Le Guin writes about the difficulty of meeting strangers.  It is particularly tough for Martin and Pugh, alone for so many years.

“It is hard to meet a stranger.  Even the greatest extravert meeting even the greatest stranger knows a certain dread, though he may not know he knows it.  Will he make a fool of me wreck my image of myself invade me destroy me change me?  Yes, that he will.  There’s the terrible thing:  the strangeness of the stranger.”

But it is even more disturbing when  a support team emerges from the ship, and they are shocked to see  five men and five women clones–a tenclone. Later, nine of the clones die in a horrible earthquake, and the tenth, who almost dies, is in deep shock. He gradually learns from Martin and Pugh that doing the safe thing is not always the wise thing.  Breaking the rules can help one survive.

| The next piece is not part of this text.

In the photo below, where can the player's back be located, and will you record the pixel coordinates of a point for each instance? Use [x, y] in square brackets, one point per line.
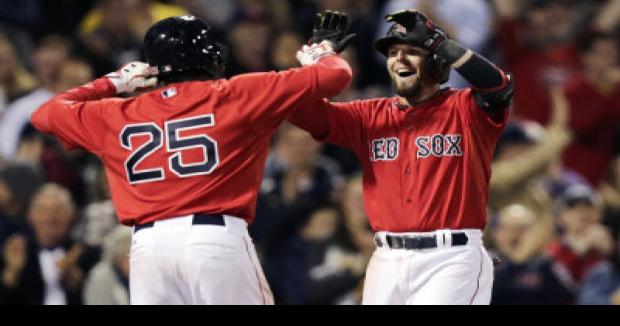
[186, 148]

In my favorite story, “Betrayals,” an elderly woman has retired to a hut outside a remote village to meditate and learn to die.  She reads about a planet where there is always peace,  takes care of a dog and cat, and allows a Romeo-and-Juliet-type couple to take refuge in her house occasionally for love. But then she discovers that her neighbor, the Chief, a former tyrannical revolutionary leader who served time in prison, is ill with a cough that develops into pneumonia.  She doesn’t want to help him–she doesn’t care for him–he is there to die–but a lifetime of habit makes it necessary to do all she can.  She learns about the versatility of human beings, and that neither she, nor the chief are ready to die.

Great stories.  I like some better than others, but there is not a dud among them.

Now I must get my copy of Volume One.